Сны фантастические, сны невероятные снятся нам только в молодости, старость не знает таких снов. В старости в снах лишь повторяется то, что было когда-то, повторяется, порой причудливо сместившись во времени, переплетясь с другими событиями, изменившись, но все равно ты узнаешь и голоса, и лица, ты испытываешь ту же боль, которую уже испытал однажды…
Тогда, в сумеречное, зимнее, блокадное утро, Архипову почудилось, будто кто-то притаился на площадке третьего этажа. И он вздрогнул невольно, действительно разглядев смутные очертания сжавшейся маленькой фигуры. Только подойдя ближе, он понял: на площадке сидела закутанная в платки мертвая девочка. Ее возраст трудно было определить, но скорее всего ей было лет двенадцать-тринадцать. Кто она и откуда, зачем забрела сюда, этого Архипов не знал, да так и не узнал никогда. Теперь же, во сне, он тоже смутно в сумерках разглядел фигурку девочки, только она двигалась, она легко и бесшумно шла навстречу ему, и он — тут же, во сне — испытал радость оттого, что, значит, ошибся тогда, приняв ее за мертвую. Вот девочка поравнялась с ним, подняла лицо, и он узнал Лизу Скворцову.
— Лиза, ты как здесь?

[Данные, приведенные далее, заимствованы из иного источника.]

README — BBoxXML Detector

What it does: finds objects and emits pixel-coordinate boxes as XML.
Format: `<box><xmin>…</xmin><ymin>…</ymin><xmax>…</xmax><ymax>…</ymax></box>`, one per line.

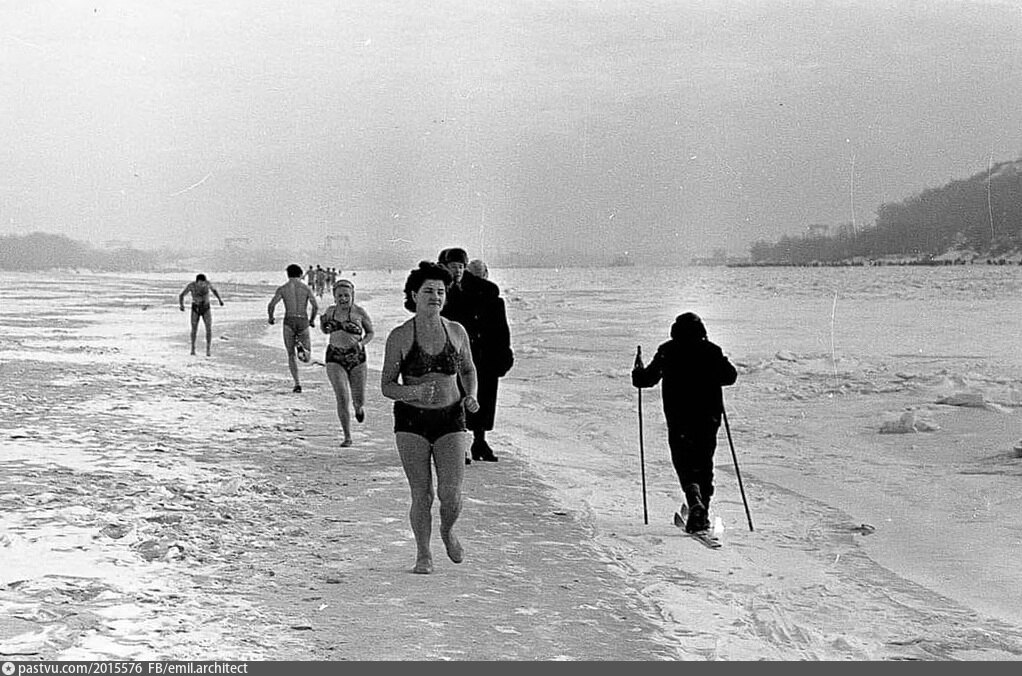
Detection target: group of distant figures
<box><xmin>179</xmin><ymin>249</ymin><xmax>738</xmax><ymax>574</ymax></box>
<box><xmin>304</xmin><ymin>264</ymin><xmax>340</xmax><ymax>297</ymax></box>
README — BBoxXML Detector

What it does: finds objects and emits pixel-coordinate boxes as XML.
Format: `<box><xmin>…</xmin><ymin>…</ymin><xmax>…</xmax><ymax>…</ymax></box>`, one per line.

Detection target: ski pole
<box><xmin>721</xmin><ymin>404</ymin><xmax>753</xmax><ymax>532</ymax></box>
<box><xmin>634</xmin><ymin>346</ymin><xmax>649</xmax><ymax>525</ymax></box>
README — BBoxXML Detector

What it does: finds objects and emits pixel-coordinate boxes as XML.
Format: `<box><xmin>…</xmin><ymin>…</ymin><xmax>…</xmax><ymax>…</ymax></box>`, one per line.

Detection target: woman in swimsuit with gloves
<box><xmin>321</xmin><ymin>279</ymin><xmax>375</xmax><ymax>447</ymax></box>
<box><xmin>381</xmin><ymin>262</ymin><xmax>480</xmax><ymax>574</ymax></box>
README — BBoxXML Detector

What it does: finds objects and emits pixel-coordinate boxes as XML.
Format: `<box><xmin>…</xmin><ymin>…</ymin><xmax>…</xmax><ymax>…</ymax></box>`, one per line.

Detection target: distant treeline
<box><xmin>0</xmin><ymin>233</ymin><xmax>309</xmax><ymax>272</ymax></box>
<box><xmin>748</xmin><ymin>157</ymin><xmax>1022</xmax><ymax>265</ymax></box>
<box><xmin>0</xmin><ymin>233</ymin><xmax>161</xmax><ymax>271</ymax></box>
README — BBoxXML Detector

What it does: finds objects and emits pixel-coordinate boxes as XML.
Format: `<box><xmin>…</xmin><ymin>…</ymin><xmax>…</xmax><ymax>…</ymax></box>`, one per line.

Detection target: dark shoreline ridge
<box><xmin>724</xmin><ymin>256</ymin><xmax>1022</xmax><ymax>268</ymax></box>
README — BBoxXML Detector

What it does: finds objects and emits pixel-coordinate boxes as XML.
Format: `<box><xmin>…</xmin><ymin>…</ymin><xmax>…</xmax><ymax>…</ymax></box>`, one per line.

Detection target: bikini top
<box><xmin>328</xmin><ymin>306</ymin><xmax>363</xmax><ymax>337</ymax></box>
<box><xmin>400</xmin><ymin>318</ymin><xmax>461</xmax><ymax>379</ymax></box>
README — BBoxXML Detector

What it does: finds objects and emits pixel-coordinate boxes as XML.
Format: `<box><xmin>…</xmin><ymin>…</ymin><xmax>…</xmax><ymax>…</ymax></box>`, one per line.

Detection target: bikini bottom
<box><xmin>325</xmin><ymin>344</ymin><xmax>366</xmax><ymax>373</ymax></box>
<box><xmin>393</xmin><ymin>400</ymin><xmax>466</xmax><ymax>444</ymax></box>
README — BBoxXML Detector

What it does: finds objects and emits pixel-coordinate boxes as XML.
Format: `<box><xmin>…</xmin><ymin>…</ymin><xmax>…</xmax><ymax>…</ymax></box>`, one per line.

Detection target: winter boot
<box><xmin>686</xmin><ymin>505</ymin><xmax>709</xmax><ymax>533</ymax></box>
<box><xmin>682</xmin><ymin>483</ymin><xmax>709</xmax><ymax>533</ymax></box>
<box><xmin>682</xmin><ymin>483</ymin><xmax>703</xmax><ymax>510</ymax></box>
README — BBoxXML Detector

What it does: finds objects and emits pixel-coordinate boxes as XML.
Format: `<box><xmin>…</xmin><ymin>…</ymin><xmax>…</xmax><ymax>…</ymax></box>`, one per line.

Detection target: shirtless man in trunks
<box><xmin>179</xmin><ymin>273</ymin><xmax>224</xmax><ymax>356</ymax></box>
<box><xmin>268</xmin><ymin>264</ymin><xmax>319</xmax><ymax>393</ymax></box>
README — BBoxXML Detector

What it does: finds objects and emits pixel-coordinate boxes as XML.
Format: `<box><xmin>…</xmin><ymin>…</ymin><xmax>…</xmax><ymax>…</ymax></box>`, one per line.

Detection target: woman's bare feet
<box><xmin>441</xmin><ymin>530</ymin><xmax>464</xmax><ymax>563</ymax></box>
<box><xmin>412</xmin><ymin>554</ymin><xmax>434</xmax><ymax>574</ymax></box>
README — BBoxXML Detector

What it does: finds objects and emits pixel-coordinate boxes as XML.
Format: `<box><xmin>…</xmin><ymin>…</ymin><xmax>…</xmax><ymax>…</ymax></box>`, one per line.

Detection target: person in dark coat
<box><xmin>438</xmin><ymin>247</ymin><xmax>514</xmax><ymax>464</ymax></box>
<box><xmin>632</xmin><ymin>312</ymin><xmax>738</xmax><ymax>533</ymax></box>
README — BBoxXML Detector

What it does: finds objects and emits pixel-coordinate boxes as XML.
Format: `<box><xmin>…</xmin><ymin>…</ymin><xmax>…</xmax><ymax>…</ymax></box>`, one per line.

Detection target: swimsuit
<box><xmin>326</xmin><ymin>343</ymin><xmax>366</xmax><ymax>372</ymax></box>
<box><xmin>323</xmin><ymin>307</ymin><xmax>365</xmax><ymax>372</ymax></box>
<box><xmin>337</xmin><ymin>312</ymin><xmax>362</xmax><ymax>337</ymax></box>
<box><xmin>324</xmin><ymin>307</ymin><xmax>363</xmax><ymax>337</ymax></box>
<box><xmin>393</xmin><ymin>400</ymin><xmax>466</xmax><ymax>443</ymax></box>
<box><xmin>191</xmin><ymin>301</ymin><xmax>211</xmax><ymax>316</ymax></box>
<box><xmin>399</xmin><ymin>319</ymin><xmax>461</xmax><ymax>379</ymax></box>
<box><xmin>283</xmin><ymin>316</ymin><xmax>310</xmax><ymax>335</ymax></box>
<box><xmin>392</xmin><ymin>319</ymin><xmax>465</xmax><ymax>442</ymax></box>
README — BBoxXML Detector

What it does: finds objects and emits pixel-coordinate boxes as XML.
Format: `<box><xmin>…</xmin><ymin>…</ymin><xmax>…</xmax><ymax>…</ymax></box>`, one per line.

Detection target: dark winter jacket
<box><xmin>442</xmin><ymin>272</ymin><xmax>514</xmax><ymax>377</ymax></box>
<box><xmin>631</xmin><ymin>337</ymin><xmax>737</xmax><ymax>431</ymax></box>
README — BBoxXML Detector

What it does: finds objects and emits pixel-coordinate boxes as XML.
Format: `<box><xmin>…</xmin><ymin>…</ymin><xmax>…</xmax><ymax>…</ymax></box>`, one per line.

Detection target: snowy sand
<box><xmin>492</xmin><ymin>265</ymin><xmax>1022</xmax><ymax>659</ymax></box>
<box><xmin>1</xmin><ymin>266</ymin><xmax>1021</xmax><ymax>660</ymax></box>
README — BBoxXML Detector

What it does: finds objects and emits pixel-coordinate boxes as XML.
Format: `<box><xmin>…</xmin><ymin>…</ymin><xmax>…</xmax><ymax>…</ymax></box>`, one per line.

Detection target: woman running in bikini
<box><xmin>320</xmin><ymin>279</ymin><xmax>375</xmax><ymax>447</ymax></box>
<box><xmin>381</xmin><ymin>262</ymin><xmax>479</xmax><ymax>574</ymax></box>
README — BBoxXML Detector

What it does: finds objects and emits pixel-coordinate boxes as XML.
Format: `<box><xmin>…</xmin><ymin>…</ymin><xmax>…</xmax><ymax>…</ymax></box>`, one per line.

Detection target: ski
<box><xmin>673</xmin><ymin>511</ymin><xmax>722</xmax><ymax>549</ymax></box>
<box><xmin>689</xmin><ymin>530</ymin><xmax>723</xmax><ymax>549</ymax></box>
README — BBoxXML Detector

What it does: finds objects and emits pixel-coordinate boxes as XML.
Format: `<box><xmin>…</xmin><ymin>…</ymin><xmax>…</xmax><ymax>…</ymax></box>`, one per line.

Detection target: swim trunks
<box><xmin>393</xmin><ymin>400</ymin><xmax>467</xmax><ymax>444</ymax></box>
<box><xmin>191</xmin><ymin>302</ymin><xmax>211</xmax><ymax>316</ymax></box>
<box><xmin>283</xmin><ymin>316</ymin><xmax>311</xmax><ymax>363</ymax></box>
<box><xmin>283</xmin><ymin>316</ymin><xmax>310</xmax><ymax>333</ymax></box>
<box><xmin>325</xmin><ymin>343</ymin><xmax>366</xmax><ymax>373</ymax></box>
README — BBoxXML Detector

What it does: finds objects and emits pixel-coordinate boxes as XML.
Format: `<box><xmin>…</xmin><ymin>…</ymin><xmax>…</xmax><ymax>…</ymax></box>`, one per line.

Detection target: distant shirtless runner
<box><xmin>179</xmin><ymin>273</ymin><xmax>224</xmax><ymax>356</ymax></box>
<box><xmin>267</xmin><ymin>264</ymin><xmax>319</xmax><ymax>393</ymax></box>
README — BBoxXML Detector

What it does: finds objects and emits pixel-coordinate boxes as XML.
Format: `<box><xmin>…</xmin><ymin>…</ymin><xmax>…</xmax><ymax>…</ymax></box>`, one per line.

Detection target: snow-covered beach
<box><xmin>497</xmin><ymin>265</ymin><xmax>1022</xmax><ymax>658</ymax></box>
<box><xmin>1</xmin><ymin>265</ymin><xmax>1021</xmax><ymax>660</ymax></box>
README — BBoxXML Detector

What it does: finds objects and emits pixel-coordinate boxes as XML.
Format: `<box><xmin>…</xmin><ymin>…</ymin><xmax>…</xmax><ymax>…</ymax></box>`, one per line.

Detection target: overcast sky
<box><xmin>3</xmin><ymin>0</ymin><xmax>1020</xmax><ymax>259</ymax></box>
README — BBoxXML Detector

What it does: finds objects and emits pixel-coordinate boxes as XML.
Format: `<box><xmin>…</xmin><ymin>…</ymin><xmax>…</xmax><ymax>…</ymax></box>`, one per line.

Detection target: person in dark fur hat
<box><xmin>438</xmin><ymin>247</ymin><xmax>514</xmax><ymax>464</ymax></box>
<box><xmin>632</xmin><ymin>312</ymin><xmax>738</xmax><ymax>533</ymax></box>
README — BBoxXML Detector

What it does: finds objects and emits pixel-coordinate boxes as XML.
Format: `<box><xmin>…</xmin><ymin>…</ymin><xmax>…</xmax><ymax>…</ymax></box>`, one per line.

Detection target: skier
<box><xmin>632</xmin><ymin>312</ymin><xmax>738</xmax><ymax>533</ymax></box>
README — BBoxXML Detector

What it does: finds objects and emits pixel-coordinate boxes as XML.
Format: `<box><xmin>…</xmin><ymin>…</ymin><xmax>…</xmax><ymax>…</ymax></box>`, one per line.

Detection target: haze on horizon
<box><xmin>2</xmin><ymin>0</ymin><xmax>1020</xmax><ymax>263</ymax></box>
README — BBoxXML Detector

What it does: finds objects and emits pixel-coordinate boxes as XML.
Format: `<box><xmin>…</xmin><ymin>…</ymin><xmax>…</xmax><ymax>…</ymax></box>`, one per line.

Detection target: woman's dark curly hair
<box><xmin>403</xmin><ymin>261</ymin><xmax>453</xmax><ymax>312</ymax></box>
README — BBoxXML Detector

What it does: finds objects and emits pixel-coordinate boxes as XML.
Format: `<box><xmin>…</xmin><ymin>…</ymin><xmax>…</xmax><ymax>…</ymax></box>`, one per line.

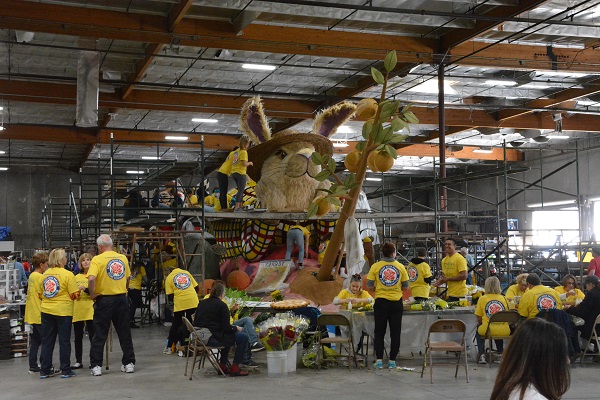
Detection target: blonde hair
<box><xmin>515</xmin><ymin>273</ymin><xmax>529</xmax><ymax>285</ymax></box>
<box><xmin>79</xmin><ymin>252</ymin><xmax>92</xmax><ymax>264</ymax></box>
<box><xmin>48</xmin><ymin>248</ymin><xmax>66</xmax><ymax>268</ymax></box>
<box><xmin>484</xmin><ymin>276</ymin><xmax>502</xmax><ymax>295</ymax></box>
<box><xmin>239</xmin><ymin>136</ymin><xmax>250</xmax><ymax>149</ymax></box>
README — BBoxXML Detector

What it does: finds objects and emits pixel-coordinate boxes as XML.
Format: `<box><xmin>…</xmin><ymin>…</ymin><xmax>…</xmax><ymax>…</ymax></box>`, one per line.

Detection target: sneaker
<box><xmin>374</xmin><ymin>360</ymin><xmax>383</xmax><ymax>369</ymax></box>
<box><xmin>250</xmin><ymin>342</ymin><xmax>265</xmax><ymax>352</ymax></box>
<box><xmin>61</xmin><ymin>371</ymin><xmax>76</xmax><ymax>378</ymax></box>
<box><xmin>71</xmin><ymin>363</ymin><xmax>83</xmax><ymax>370</ymax></box>
<box><xmin>162</xmin><ymin>347</ymin><xmax>173</xmax><ymax>355</ymax></box>
<box><xmin>121</xmin><ymin>363</ymin><xmax>135</xmax><ymax>373</ymax></box>
<box><xmin>241</xmin><ymin>360</ymin><xmax>260</xmax><ymax>369</ymax></box>
<box><xmin>91</xmin><ymin>366</ymin><xmax>102</xmax><ymax>376</ymax></box>
<box><xmin>39</xmin><ymin>371</ymin><xmax>55</xmax><ymax>379</ymax></box>
<box><xmin>478</xmin><ymin>354</ymin><xmax>487</xmax><ymax>365</ymax></box>
<box><xmin>28</xmin><ymin>367</ymin><xmax>41</xmax><ymax>374</ymax></box>
<box><xmin>178</xmin><ymin>351</ymin><xmax>185</xmax><ymax>357</ymax></box>
<box><xmin>228</xmin><ymin>364</ymin><xmax>249</xmax><ymax>376</ymax></box>
<box><xmin>388</xmin><ymin>360</ymin><xmax>396</xmax><ymax>369</ymax></box>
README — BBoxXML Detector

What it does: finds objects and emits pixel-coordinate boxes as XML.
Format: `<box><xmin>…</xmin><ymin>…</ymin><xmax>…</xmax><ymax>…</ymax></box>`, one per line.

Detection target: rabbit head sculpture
<box><xmin>241</xmin><ymin>96</ymin><xmax>356</xmax><ymax>212</ymax></box>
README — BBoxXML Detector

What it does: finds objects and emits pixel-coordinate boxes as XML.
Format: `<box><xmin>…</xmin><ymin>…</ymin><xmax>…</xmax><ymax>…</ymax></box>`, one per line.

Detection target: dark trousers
<box><xmin>28</xmin><ymin>323</ymin><xmax>42</xmax><ymax>370</ymax></box>
<box><xmin>231</xmin><ymin>173</ymin><xmax>246</xmax><ymax>205</ymax></box>
<box><xmin>373</xmin><ymin>298</ymin><xmax>403</xmax><ymax>361</ymax></box>
<box><xmin>128</xmin><ymin>288</ymin><xmax>142</xmax><ymax>322</ymax></box>
<box><xmin>73</xmin><ymin>320</ymin><xmax>95</xmax><ymax>364</ymax></box>
<box><xmin>167</xmin><ymin>308</ymin><xmax>196</xmax><ymax>348</ymax></box>
<box><xmin>207</xmin><ymin>331</ymin><xmax>249</xmax><ymax>366</ymax></box>
<box><xmin>40</xmin><ymin>313</ymin><xmax>72</xmax><ymax>374</ymax></box>
<box><xmin>475</xmin><ymin>331</ymin><xmax>504</xmax><ymax>355</ymax></box>
<box><xmin>217</xmin><ymin>172</ymin><xmax>229</xmax><ymax>210</ymax></box>
<box><xmin>90</xmin><ymin>294</ymin><xmax>136</xmax><ymax>368</ymax></box>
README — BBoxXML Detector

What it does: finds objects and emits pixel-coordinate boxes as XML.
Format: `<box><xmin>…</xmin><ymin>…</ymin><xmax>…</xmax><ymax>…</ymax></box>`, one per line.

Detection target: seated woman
<box><xmin>474</xmin><ymin>276</ymin><xmax>510</xmax><ymax>365</ymax></box>
<box><xmin>505</xmin><ymin>273</ymin><xmax>528</xmax><ymax>299</ymax></box>
<box><xmin>554</xmin><ymin>274</ymin><xmax>585</xmax><ymax>307</ymax></box>
<box><xmin>193</xmin><ymin>282</ymin><xmax>249</xmax><ymax>376</ymax></box>
<box><xmin>566</xmin><ymin>275</ymin><xmax>600</xmax><ymax>359</ymax></box>
<box><xmin>333</xmin><ymin>274</ymin><xmax>373</xmax><ymax>309</ymax></box>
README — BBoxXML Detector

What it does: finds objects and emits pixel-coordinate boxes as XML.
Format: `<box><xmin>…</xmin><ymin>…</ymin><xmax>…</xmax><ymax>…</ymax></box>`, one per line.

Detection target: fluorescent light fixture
<box><xmin>333</xmin><ymin>142</ymin><xmax>349</xmax><ymax>148</ymax></box>
<box><xmin>560</xmin><ymin>207</ymin><xmax>579</xmax><ymax>211</ymax></box>
<box><xmin>484</xmin><ymin>80</ymin><xmax>518</xmax><ymax>86</ymax></box>
<box><xmin>242</xmin><ymin>63</ymin><xmax>277</xmax><ymax>71</ymax></box>
<box><xmin>527</xmin><ymin>199</ymin><xmax>575</xmax><ymax>208</ymax></box>
<box><xmin>0</xmin><ymin>167</ymin><xmax>8</xmax><ymax>171</ymax></box>
<box><xmin>336</xmin><ymin>125</ymin><xmax>353</xmax><ymax>134</ymax></box>
<box><xmin>403</xmin><ymin>166</ymin><xmax>421</xmax><ymax>170</ymax></box>
<box><xmin>365</xmin><ymin>177</ymin><xmax>382</xmax><ymax>181</ymax></box>
<box><xmin>165</xmin><ymin>136</ymin><xmax>188</xmax><ymax>141</ymax></box>
<box><xmin>0</xmin><ymin>151</ymin><xmax>4</xmax><ymax>154</ymax></box>
<box><xmin>191</xmin><ymin>118</ymin><xmax>218</xmax><ymax>123</ymax></box>
<box><xmin>126</xmin><ymin>170</ymin><xmax>145</xmax><ymax>174</ymax></box>
<box><xmin>408</xmin><ymin>79</ymin><xmax>458</xmax><ymax>95</ymax></box>
<box><xmin>548</xmin><ymin>135</ymin><xmax>569</xmax><ymax>139</ymax></box>
<box><xmin>141</xmin><ymin>156</ymin><xmax>160</xmax><ymax>160</ymax></box>
<box><xmin>0</xmin><ymin>106</ymin><xmax>3</xmax><ymax>111</ymax></box>
<box><xmin>473</xmin><ymin>147</ymin><xmax>493</xmax><ymax>154</ymax></box>
<box><xmin>0</xmin><ymin>127</ymin><xmax>4</xmax><ymax>131</ymax></box>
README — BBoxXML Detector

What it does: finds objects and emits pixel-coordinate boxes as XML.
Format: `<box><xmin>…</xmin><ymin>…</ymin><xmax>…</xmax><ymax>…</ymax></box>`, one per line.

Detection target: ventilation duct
<box><xmin>76</xmin><ymin>52</ymin><xmax>99</xmax><ymax>127</ymax></box>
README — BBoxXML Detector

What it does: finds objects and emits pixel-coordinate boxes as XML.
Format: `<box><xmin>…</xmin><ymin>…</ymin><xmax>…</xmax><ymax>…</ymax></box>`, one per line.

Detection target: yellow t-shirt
<box><xmin>318</xmin><ymin>240</ymin><xmax>329</xmax><ymax>265</ymax></box>
<box><xmin>554</xmin><ymin>286</ymin><xmax>585</xmax><ymax>305</ymax></box>
<box><xmin>441</xmin><ymin>252</ymin><xmax>468</xmax><ymax>298</ymax></box>
<box><xmin>407</xmin><ymin>260</ymin><xmax>432</xmax><ymax>299</ymax></box>
<box><xmin>518</xmin><ymin>285</ymin><xmax>563</xmax><ymax>319</ymax></box>
<box><xmin>165</xmin><ymin>268</ymin><xmax>199</xmax><ymax>312</ymax></box>
<box><xmin>505</xmin><ymin>284</ymin><xmax>527</xmax><ymax>299</ymax></box>
<box><xmin>40</xmin><ymin>267</ymin><xmax>77</xmax><ymax>317</ymax></box>
<box><xmin>88</xmin><ymin>251</ymin><xmax>131</xmax><ymax>295</ymax></box>
<box><xmin>475</xmin><ymin>294</ymin><xmax>511</xmax><ymax>337</ymax></box>
<box><xmin>367</xmin><ymin>259</ymin><xmax>409</xmax><ymax>301</ymax></box>
<box><xmin>335</xmin><ymin>288</ymin><xmax>373</xmax><ymax>303</ymax></box>
<box><xmin>289</xmin><ymin>225</ymin><xmax>310</xmax><ymax>237</ymax></box>
<box><xmin>230</xmin><ymin>149</ymin><xmax>248</xmax><ymax>175</ymax></box>
<box><xmin>218</xmin><ymin>151</ymin><xmax>234</xmax><ymax>175</ymax></box>
<box><xmin>24</xmin><ymin>271</ymin><xmax>44</xmax><ymax>325</ymax></box>
<box><xmin>73</xmin><ymin>273</ymin><xmax>94</xmax><ymax>322</ymax></box>
<box><xmin>129</xmin><ymin>266</ymin><xmax>146</xmax><ymax>290</ymax></box>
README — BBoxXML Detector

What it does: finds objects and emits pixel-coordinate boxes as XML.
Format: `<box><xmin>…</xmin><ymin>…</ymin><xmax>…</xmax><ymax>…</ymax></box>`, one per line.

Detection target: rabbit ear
<box><xmin>240</xmin><ymin>96</ymin><xmax>271</xmax><ymax>144</ymax></box>
<box><xmin>312</xmin><ymin>101</ymin><xmax>356</xmax><ymax>138</ymax></box>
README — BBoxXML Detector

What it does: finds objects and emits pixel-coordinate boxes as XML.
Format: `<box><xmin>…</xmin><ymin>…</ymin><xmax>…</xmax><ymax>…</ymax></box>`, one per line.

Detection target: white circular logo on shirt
<box><xmin>484</xmin><ymin>300</ymin><xmax>506</xmax><ymax>317</ymax></box>
<box><xmin>536</xmin><ymin>294</ymin><xmax>557</xmax><ymax>311</ymax></box>
<box><xmin>407</xmin><ymin>266</ymin><xmax>418</xmax><ymax>282</ymax></box>
<box><xmin>106</xmin><ymin>259</ymin><xmax>126</xmax><ymax>280</ymax></box>
<box><xmin>378</xmin><ymin>264</ymin><xmax>400</xmax><ymax>287</ymax></box>
<box><xmin>173</xmin><ymin>273</ymin><xmax>191</xmax><ymax>290</ymax></box>
<box><xmin>43</xmin><ymin>276</ymin><xmax>60</xmax><ymax>298</ymax></box>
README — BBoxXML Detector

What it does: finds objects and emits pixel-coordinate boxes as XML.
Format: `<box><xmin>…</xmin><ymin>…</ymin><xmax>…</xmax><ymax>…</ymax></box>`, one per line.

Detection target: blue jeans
<box><xmin>90</xmin><ymin>294</ymin><xmax>136</xmax><ymax>368</ymax></box>
<box><xmin>207</xmin><ymin>331</ymin><xmax>249</xmax><ymax>366</ymax></box>
<box><xmin>40</xmin><ymin>313</ymin><xmax>72</xmax><ymax>374</ymax></box>
<box><xmin>286</xmin><ymin>229</ymin><xmax>305</xmax><ymax>264</ymax></box>
<box><xmin>28</xmin><ymin>324</ymin><xmax>42</xmax><ymax>370</ymax></box>
<box><xmin>233</xmin><ymin>317</ymin><xmax>256</xmax><ymax>363</ymax></box>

Ты что тут делаешь? — испуганно то ли спросил, то ли подумал Архипов.
Но она проскользнула мимо него, все так же легко и бесшумно, ничего не ответив.
Он перегнулся через перила, чтобы еще раз увидеть, окликнуть, позвать ее, но перила вдруг шатко подались, качнулись, и Архипов, холодея от ужаса, почувствовал, что теряет опору, что вот-вот сорвется в черный, глубокий колодец…
Он проснулся и долго лежал под тягостным впечатлением от этого сна. Лицо теперешней, нынешней Лизы уплывало, уходило от него, он старался и не мог представить это лицо…
…Дорога повернула за рощу, и Воробьев остановился, поджидая Архипова.
— Вот, — сказал он, и совсем детская, ребяческая восторженность прозвучала в его голосе.
Архипов поднял глаза. Перед ним, за небольшим оврагом, лежала та самая усадьба, о которой говорил Воробьев.
Архипов увидел два темно-красных, кирпичной кладки, двухэтажных дома, увидел веревку, натянутую между столбами, на которой сушилось белье, увидел двух маленьких девочек, играющих возле кучи песка… Около сарая мужчина в ватнике колол дрова, удары топора и звонкий, сухой треск распадающихся поленьев отчетливо разносились далеко вокруг.